Redes sociais, direitos fundamentais e autonomia privada

Publicação: 2021-02-21 00:00:00
Rodrigo Alves Andrade
Advogado

Os direitos fundamentais surgem na luta dos indivíduos diante da opressão do Estado. Em um primeiro instante, a luta pelos direitos fundamentais se confunde com a luta em favor do Parlamento. É no poder legislativo que se concentram os esforços para conter o poder do soberano. A partir dessa noção, gestam-se os direitos fundamentais em países como França e Inglaterra. Em etapa seguinte, nota-se que o Parlamento também pode oprimir. Para proteger os direitos individuais, engendra-se um sistema de freios e contrapesos, cuja função é conter o exercício do poder estatal, inclusive o legislativo. É o modelo norte-americano, país cuja independência remonta ao questionamento de uma série de leis (Leis do açúcar, selo e chá). Em um e outro caso, os direitos individuais surgem a partir da relação entre Estado e indivíduo.
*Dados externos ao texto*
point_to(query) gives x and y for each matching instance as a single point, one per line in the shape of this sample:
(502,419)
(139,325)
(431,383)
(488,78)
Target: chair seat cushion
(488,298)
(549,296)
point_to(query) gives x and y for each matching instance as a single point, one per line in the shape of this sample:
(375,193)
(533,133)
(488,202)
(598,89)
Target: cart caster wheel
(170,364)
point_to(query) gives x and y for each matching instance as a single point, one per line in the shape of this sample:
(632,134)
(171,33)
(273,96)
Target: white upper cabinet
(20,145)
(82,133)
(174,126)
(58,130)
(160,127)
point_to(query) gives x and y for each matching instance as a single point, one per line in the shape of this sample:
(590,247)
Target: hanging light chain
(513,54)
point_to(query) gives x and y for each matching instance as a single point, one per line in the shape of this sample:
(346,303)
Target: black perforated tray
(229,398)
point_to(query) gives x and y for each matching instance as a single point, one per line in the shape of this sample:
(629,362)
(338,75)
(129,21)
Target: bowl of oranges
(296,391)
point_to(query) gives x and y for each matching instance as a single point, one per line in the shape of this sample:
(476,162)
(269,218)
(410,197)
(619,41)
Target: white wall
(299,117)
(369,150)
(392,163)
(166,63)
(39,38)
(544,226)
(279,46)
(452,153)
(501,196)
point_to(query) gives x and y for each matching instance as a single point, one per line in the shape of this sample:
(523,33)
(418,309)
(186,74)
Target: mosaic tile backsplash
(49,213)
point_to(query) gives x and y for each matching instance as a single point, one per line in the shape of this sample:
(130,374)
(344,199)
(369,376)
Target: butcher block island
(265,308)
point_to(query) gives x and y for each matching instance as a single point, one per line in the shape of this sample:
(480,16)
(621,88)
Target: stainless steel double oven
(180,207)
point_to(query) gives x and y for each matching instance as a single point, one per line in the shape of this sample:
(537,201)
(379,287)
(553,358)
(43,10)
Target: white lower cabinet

Se tais direitos são concebidos na relação entre indivíduo e Estado (eficácia vertical dos direitos fundamentais), é oportuno definir como ocorre a proteção a tais direitos, nas relações entre particulares (eficácia horizontal). É possível uma rede social, por exemplo, suspender ou banir administrativamente usuários ou contas, por opiniões manifestadas, ou isso viola o direito fundamental à liberdade de opinião? Em rigor, o que se põe é até mais relevante, ou seja, é possível invocar a liberdade de comunicação/opinião (direito fundamental), diante de uma relação entre pessoas privadas? Conforme se pode intuir, cuida-se uma questão especialmente relevante em tempos atuais.

No Brasil, é sacramentado que os direitos fundamentais são assegurados e se aplicam diretamente nas relações entre particulares. No leading case, foi afastada a exclusão de associado, por ter se dado mediante procedimento que inobservou o direito fundamental ao devido processo legal (STF, 2ª Turma, RE 201.819/RJ, Rel. Min. Gilmar Mendes, j. 27/10/2006). Afasta-se a teoria que nega sua aplicabilidade (nos Estados-Unidos, na ausência de lei específica, admite-se que empregadores, na contratação de colaboradores, discriminem, por exemplo, por sexo, idade, religião, ou que colaboradores sejam demitidos por suas manifestações ou atividades políticas), assim como se afasta a tese que condiciona a aplicação dos direitos fundamentais, ao uso dos institutos próprios de direito privado. Na sistemática brasileira, a aplicação dos direitos fundamentais nas relações entre particulares envolve sobretudo uma questão de ponderação entre o direito fundamental envolvido e a proteção constitucional assegurada à autonomia privada.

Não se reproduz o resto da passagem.